Union force or Rome 390's are your best bet

/thread


----------



## c_mack9 (Jan 9, 2009)

i have 09 ride betas on my sierrascope and love em butive never tried the 390s or unions. the betas were so much cheaper being last years model i snatched em up. worth a look at least, they are really solid.


----------



## laz167 (Nov 27, 2007)

Union Contacts.


----------



## $Lindz$ (Feb 18, 2009)

Ride Contraband
Ride Alpha
Ride Delta would work good too.
Ride EX

Union Force
Union Force SL
Union Contact

Fuck 390s. Heavy plush pillows that you don't need in the park.




But for real, try some in person, Bindings and boots need to be a comfort and personal thing. Find what you think works the best for you and best of luck.


----------



## maybeitsjustme (Dec 1, 2008)

I rode the ride betas on my ride society all last season and never realized how much i hated them until i got the 390s this season on my rome agent. 

the 390s are super comfortable and great all over the mountain. I like them so much that i just ordered a second pair for my Society to replace the betas. can't wait for them to get here. 

also..picked up a killer deal on them as well. check out this site: 

Rome Sds ROME 390 SNOWBOARD BINDING - MENS 10BN3003

I got sierra to price match it for me and picked up the white/black wildstyle.

Can't beat that deal on this year's equipment this early in the season.

Good luck!

PS--WTS Ride Betas haha


----------



## Guest (Jan 21, 2010)

aah thanks guys. Im going to demo some of these bindings next week. 

I don't know why but the union force seems a little bit... i dunnoo... wobbly?

Ride 390s looks sick and super solid. So that's the highest on my list so far. Maybeitsjustme, sierra pays out the price difference of any other webshop that has the bindings cheaper or what do you mean?
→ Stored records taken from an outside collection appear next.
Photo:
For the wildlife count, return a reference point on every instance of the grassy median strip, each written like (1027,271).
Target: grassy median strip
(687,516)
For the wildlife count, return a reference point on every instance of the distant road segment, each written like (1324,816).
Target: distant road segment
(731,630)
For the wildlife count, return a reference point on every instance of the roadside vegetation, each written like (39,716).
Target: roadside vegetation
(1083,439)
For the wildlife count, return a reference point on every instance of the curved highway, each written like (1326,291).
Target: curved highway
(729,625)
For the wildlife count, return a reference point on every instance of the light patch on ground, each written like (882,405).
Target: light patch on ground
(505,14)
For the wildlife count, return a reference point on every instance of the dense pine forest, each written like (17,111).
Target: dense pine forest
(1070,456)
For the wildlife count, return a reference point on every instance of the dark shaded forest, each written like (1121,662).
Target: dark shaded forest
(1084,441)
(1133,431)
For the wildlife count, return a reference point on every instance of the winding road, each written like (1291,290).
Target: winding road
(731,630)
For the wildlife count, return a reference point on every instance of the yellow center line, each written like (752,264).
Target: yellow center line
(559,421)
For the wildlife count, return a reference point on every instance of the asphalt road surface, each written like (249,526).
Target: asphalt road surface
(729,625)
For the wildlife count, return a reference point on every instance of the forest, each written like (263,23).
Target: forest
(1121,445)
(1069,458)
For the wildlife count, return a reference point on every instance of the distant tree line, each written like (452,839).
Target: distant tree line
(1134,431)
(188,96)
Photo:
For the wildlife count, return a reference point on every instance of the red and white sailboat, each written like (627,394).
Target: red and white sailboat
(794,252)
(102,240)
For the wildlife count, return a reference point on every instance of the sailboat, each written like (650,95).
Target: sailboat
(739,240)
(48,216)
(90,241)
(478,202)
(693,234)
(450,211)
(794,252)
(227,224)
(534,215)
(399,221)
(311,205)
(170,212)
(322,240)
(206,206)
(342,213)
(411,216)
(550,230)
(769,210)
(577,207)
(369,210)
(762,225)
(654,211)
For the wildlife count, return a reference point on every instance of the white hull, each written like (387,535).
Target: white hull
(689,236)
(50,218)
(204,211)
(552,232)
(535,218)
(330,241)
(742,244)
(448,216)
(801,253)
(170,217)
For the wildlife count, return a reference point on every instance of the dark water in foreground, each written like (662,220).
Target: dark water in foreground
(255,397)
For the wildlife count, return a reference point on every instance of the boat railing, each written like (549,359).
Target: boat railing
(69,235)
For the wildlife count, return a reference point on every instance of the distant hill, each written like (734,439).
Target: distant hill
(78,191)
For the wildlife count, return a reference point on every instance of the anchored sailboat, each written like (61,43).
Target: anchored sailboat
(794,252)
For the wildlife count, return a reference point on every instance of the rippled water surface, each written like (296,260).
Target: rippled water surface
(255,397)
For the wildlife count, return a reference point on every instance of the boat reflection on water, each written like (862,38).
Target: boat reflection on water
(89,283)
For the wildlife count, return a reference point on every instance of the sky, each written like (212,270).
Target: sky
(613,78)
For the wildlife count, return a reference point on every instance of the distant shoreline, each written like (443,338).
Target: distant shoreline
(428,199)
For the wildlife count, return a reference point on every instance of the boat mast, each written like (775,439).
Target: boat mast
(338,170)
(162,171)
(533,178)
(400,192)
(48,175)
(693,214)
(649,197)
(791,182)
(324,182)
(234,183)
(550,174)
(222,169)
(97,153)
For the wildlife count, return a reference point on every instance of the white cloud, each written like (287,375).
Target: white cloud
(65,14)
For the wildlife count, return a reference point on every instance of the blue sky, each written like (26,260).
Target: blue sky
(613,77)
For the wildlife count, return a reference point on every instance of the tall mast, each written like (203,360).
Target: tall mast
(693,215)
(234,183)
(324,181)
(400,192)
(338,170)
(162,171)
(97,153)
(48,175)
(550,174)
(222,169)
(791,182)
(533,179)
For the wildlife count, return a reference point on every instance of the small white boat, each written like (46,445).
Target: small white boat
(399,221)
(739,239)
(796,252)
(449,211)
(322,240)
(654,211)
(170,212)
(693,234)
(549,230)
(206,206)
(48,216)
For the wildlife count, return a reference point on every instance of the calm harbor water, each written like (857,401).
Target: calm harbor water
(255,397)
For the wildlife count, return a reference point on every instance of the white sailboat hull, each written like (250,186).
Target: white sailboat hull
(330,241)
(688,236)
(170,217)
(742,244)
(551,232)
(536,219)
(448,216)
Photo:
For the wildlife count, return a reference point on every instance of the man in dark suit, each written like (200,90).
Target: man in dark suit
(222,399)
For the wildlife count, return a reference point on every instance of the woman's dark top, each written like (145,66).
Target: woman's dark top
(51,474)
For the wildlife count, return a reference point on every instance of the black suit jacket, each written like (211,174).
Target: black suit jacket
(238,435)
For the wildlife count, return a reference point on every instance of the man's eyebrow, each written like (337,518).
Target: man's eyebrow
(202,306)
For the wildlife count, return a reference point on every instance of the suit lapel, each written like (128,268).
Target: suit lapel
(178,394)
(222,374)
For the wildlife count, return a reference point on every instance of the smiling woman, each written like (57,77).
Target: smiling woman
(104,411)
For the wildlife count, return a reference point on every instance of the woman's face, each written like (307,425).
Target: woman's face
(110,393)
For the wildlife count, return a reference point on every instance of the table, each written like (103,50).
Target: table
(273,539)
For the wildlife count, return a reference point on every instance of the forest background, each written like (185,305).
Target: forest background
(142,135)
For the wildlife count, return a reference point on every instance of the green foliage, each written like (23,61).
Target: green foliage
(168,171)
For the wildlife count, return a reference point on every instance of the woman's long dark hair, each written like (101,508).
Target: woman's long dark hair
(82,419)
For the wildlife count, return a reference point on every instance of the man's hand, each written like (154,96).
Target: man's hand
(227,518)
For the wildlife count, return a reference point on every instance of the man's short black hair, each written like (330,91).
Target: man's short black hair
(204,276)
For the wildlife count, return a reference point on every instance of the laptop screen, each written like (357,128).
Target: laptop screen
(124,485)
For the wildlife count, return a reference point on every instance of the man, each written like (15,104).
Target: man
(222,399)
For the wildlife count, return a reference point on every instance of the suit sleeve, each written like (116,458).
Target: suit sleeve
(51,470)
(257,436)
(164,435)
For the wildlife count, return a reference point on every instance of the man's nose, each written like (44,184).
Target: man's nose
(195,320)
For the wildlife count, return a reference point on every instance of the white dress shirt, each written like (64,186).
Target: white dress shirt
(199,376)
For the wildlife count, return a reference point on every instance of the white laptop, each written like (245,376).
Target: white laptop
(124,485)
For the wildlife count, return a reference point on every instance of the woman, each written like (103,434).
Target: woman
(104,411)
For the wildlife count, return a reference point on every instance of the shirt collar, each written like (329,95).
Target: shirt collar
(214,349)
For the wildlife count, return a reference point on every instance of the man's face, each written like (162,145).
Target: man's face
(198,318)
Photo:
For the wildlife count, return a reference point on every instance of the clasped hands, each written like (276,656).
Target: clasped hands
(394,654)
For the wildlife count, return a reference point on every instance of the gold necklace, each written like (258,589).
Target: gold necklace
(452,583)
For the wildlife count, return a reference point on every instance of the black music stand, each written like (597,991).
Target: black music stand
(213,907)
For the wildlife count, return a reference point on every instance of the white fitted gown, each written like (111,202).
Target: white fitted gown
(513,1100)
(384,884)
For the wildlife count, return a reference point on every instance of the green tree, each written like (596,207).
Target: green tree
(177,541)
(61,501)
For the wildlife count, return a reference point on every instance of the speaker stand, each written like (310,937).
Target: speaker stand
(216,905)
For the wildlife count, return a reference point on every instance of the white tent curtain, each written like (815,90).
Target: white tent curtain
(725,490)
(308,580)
And lindz: i heard alot of bad stuff about the contrabands. They are relatively expansive too soo.. And you say that 390s suck in park. Why is that? Seems to me that they are super comfy

Nobody fan of burton bindings here? lol

Oo and sorry for bad english, it's not my native language hehe


----------



## maybeitsjustme (Dec 1, 2008)

shiftie said:


> Ride 390s looks sick and super solid. So that's the highest on my list so far. Maybeitsjustme, sierra pays out the price difference of any other webshop that has the bindings cheaper or what do you mean?


Yeah basically they will price match anything you see online--which is nice because you know you can trust them. they are a huge company and everyone on this forum has ordered hundreds (if not thousands) of times from them. I've placed three or four orders this year alone.

cool company, and great price match policy.


----------



## Guest (Jan 21, 2010)

Yea i buyed my sierrascope there. Which is obvious because its a sierra and capita collab. But I already intended to buy my bindings there but i didn't know this price match policy. And it's a big plus for the rome 390's because they now are my cheapest option

But anyone familiar with burton bindings for park riding?


----------



## c_mack9 (Jan 9, 2009)

if thats your cheapest option, get em. the only reason i picked the betas over those was because i was on a budget and got a really good price on em.


----------



## Guest (Jan 21, 2010)

Ok im think im going for the Rome 390s. Guys on sierra also say that the are the best for me soo.

Thanks guys!

/close


----------



## seant46 (Dec 8, 2009)

Flux Titan > insert park binding here.


----------